Doctors have been discouraged from mentioning COVID-19 on death certificates, as per The Diplomat report.

In places like Shanghai and Zhejiang, government and health officials released shocking estimates through targeted data collection, according to The Diplomat. Zhejiang province reported about 1 million new cases a day on December 25, calculated by a “case monitoring and sampling survey in local communities.”

A leading Shanghai doctor on January 3 claimed that up to 70 per cent of Shanghai’s population had been infected.

Satellite images have revealed long queues of vehicles outside funeral homes in some Chinese cities at the end of December, as per the news report.
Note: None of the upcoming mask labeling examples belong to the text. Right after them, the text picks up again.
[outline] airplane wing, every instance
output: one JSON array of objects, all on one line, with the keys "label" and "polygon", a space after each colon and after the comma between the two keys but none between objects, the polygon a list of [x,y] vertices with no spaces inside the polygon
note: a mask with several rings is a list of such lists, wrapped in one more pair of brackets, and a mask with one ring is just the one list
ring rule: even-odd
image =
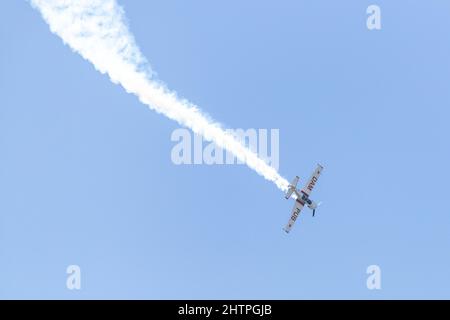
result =
[{"label": "airplane wing", "polygon": [[316,185],[317,180],[319,179],[322,169],[323,169],[323,167],[320,164],[318,164],[316,170],[313,172],[308,183],[302,189],[303,193],[306,193],[308,196],[311,194],[312,190],[314,189],[314,186]]},{"label": "airplane wing", "polygon": [[289,233],[289,231],[291,231],[292,226],[294,225],[295,220],[297,220],[298,216],[300,215],[300,211],[302,211],[304,205],[305,204],[303,202],[300,202],[298,200],[295,201],[294,208],[292,208],[291,218],[289,219],[286,227],[284,227],[284,231],[286,231],[286,233]]}]

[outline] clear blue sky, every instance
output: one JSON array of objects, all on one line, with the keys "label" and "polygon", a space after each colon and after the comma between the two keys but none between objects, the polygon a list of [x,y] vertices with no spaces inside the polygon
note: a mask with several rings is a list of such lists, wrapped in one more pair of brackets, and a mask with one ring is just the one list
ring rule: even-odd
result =
[{"label": "clear blue sky", "polygon": [[322,163],[324,204],[286,235],[252,170],[173,165],[174,122],[2,1],[0,298],[450,298],[450,3],[119,3],[170,88],[279,128],[286,178]]}]

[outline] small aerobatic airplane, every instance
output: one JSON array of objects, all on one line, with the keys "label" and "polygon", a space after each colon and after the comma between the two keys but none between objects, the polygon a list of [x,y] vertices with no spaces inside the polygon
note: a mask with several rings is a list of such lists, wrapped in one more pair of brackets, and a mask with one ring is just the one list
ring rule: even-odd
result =
[{"label": "small aerobatic airplane", "polygon": [[314,186],[316,185],[317,180],[319,179],[322,169],[323,169],[323,167],[320,164],[317,165],[317,169],[313,172],[308,183],[300,191],[297,190],[297,183],[299,180],[298,176],[295,177],[294,180],[289,185],[289,189],[286,192],[286,199],[289,199],[293,193],[295,193],[295,195],[297,197],[295,199],[294,208],[292,209],[291,219],[289,219],[287,226],[284,227],[284,231],[286,231],[286,233],[289,233],[289,231],[291,231],[292,226],[295,223],[295,220],[297,220],[298,216],[300,215],[300,211],[303,209],[305,204],[308,206],[308,208],[310,208],[313,211],[313,217],[314,217],[318,205],[317,205],[317,203],[312,201],[309,198],[309,196],[311,195],[311,192],[314,189]]}]

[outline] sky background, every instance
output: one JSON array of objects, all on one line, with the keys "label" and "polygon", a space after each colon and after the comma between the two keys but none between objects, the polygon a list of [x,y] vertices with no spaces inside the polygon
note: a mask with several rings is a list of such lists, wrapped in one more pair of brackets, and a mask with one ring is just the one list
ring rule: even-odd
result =
[{"label": "sky background", "polygon": [[323,205],[286,235],[292,201],[246,166],[174,165],[175,122],[2,1],[0,298],[450,298],[449,2],[119,3],[171,89],[280,129],[289,180],[323,164]]}]

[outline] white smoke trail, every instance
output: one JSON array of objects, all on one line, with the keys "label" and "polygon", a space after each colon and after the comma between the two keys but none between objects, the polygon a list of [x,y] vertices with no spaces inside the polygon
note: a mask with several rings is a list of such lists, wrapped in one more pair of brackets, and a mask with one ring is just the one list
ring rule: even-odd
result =
[{"label": "white smoke trail", "polygon": [[190,128],[207,141],[231,152],[283,191],[288,181],[246,148],[242,142],[201,113],[192,103],[154,79],[150,65],[139,50],[116,0],[31,0],[50,30],[61,37],[101,73],[152,110]]}]

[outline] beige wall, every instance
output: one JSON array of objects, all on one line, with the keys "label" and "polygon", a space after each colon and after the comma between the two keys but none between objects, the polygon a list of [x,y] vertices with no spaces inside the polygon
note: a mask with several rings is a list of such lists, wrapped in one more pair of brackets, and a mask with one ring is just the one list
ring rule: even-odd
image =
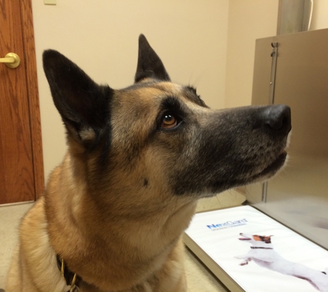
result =
[{"label": "beige wall", "polygon": [[313,0],[313,12],[310,30],[328,28],[328,1]]},{"label": "beige wall", "polygon": [[144,33],[177,82],[196,85],[209,105],[224,105],[229,0],[32,0],[46,177],[66,151],[64,129],[41,64],[59,51],[96,82],[133,83]]},{"label": "beige wall", "polygon": [[[32,0],[46,177],[66,150],[42,51],[61,51],[95,81],[133,82],[142,33],[171,79],[197,87],[214,108],[251,102],[255,41],[276,34],[279,0]],[[311,30],[328,28],[328,1],[314,0]]]},{"label": "beige wall", "polygon": [[279,0],[231,0],[225,107],[251,102],[256,39],[276,35]]}]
Traffic flows at one funeral home in Guangzhou and another in Shenyang were more crowded over the last month than they had been in the past five to 10 years.

The high demand at morgues was corroborated by staff interviews showing their workload has doubled or tripled.

Meanwhile, a prominent government scientist said on Saturday.said that the possibility of a big COVID-19 rebound in China over the next two or three months is remote as 80% of people have been infected,

The mass movement of people during the ongoing Lunar New Year holiday period may spread the pandemic, boosting infections in some areas, but a second COVID wave is unlikely in the near term, Wu Zunyou, chief epidemiologist at the China Center for Disease Control and Prevention, said on the Weibo social media platform.

Hundreds of millions of Chinese are travelling across the country for holiday reunions that had been suspended under recently eased COVID curbs, raising fears of fresh outbreaks in rural areas less equipped to manage large outbreaks.

China has passed the peak of COVID patients in fever clinics, emergency rooms and with critical conditions, a National Health Commission official said on Thursday.